At a time when the U.S. healthcare system is already overwhelmed by the COVID-19 pandemic, hospitals and healthcare companies have been hit with an unprecedented number of ransomware attacks. A joint cybersecurity advisory issued on October 29, 2020 by the FBI, the Department of Homeland Security’s Cybersecurity and Infrastructure Security Agency and the Department of Health and Human Services warns that it will only get worse, assessing that there is “an increased and imminent cybercrime threat to U.S. hospitals and healthcare providers.”
Ransomware has already demonstrated its capability to disrupt and devastate organizations beyond healthcare companies: large corporations, small businesses and startups, municipalities and government entities are all vulnerable. In 2020 alone, victims of the 11 biggest ransomware attacks spent over $144 million on investigations, restorations and preventative measures, in addition to actual ransom payments.
Now companies face even more risk if they pay these ransoms. In October 2020, the U.S. Department of the Treasury’s Office of Foreign Assets Control (OFAC) advised that companies may violate U.S. sanctions laws if they make ransomware payments to certain cybercriminals. This warning applies to not just hospitals and healthcare providers, but also financial institutions, insurance firms, cybersecurity and forensic businesses, and technology firms that could be in any way involved in the transfer of funds for this purpose.
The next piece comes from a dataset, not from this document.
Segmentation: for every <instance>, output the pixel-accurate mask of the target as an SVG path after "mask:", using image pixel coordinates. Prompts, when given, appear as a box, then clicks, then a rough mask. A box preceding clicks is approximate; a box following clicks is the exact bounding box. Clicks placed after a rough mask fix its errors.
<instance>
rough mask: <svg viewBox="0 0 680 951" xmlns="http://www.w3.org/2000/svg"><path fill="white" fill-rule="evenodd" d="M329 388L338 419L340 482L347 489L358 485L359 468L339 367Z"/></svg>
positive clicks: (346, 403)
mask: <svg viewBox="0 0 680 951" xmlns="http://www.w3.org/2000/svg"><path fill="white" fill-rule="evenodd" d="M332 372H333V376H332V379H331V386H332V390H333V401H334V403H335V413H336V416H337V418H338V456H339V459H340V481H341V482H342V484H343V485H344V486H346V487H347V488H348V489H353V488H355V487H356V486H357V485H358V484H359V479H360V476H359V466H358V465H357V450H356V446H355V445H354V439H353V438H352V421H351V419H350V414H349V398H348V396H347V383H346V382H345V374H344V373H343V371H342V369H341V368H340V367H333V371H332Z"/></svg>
The U.S. Government notes that facilitating ransomware payments can further enable criminals to further their illicit activities. Additionally, payments made to certain actors or embargoed nations could be used to fund activities adverse to U.S. national security. The International Emergency Economic Powers Act (IEEPA) prohibits U.S. citizens from engaging in transactions with any entity on the Specially Designated Nationals and Blocked Persons List (SDN List). These sanctions are imposed with strict liability: a victim may be held liable even if they did not know they were conducting a transaction with a prohibited entity.
OFAC has added certain known cybercriminals to its Specially Designated Nationals and Blocked Persons List (SDN List), prohibiting U.S. persons and companies from conducting transactions with them. Moreover, OFAC sanctions prohibit transactions involving individuals located in embargoed countries, such as Cuba, Iran, North Korea, Syria and the Crimea region of Ukraine. Therefore, if a victim organization pays one of these SDNs or an entity in an embargoed location to release critical information that is being held hostage by ransomware, even where the payment is made in order to save a business or even lives, it may be exposed to sanctions.
So, what should an enterprise do if it has been the victim of a cyberattack, or if it assists the victim of a cyberattack when a prohibited entity demands payment for the release of critical data?
In addition to building sufficient cybersecurity controls, companies must make sure they have in place an effective compliance program, including screening tools that would notify the company if an individual or organization is an SDN, to mitigate the risk of sanction violations and penalties. Companies that are subject to ransomware attacks that may have been conducted by an SDN should consider engaging law enforcement, as OFAC may consider such cooperation as a mitigating factor in assessing penalties.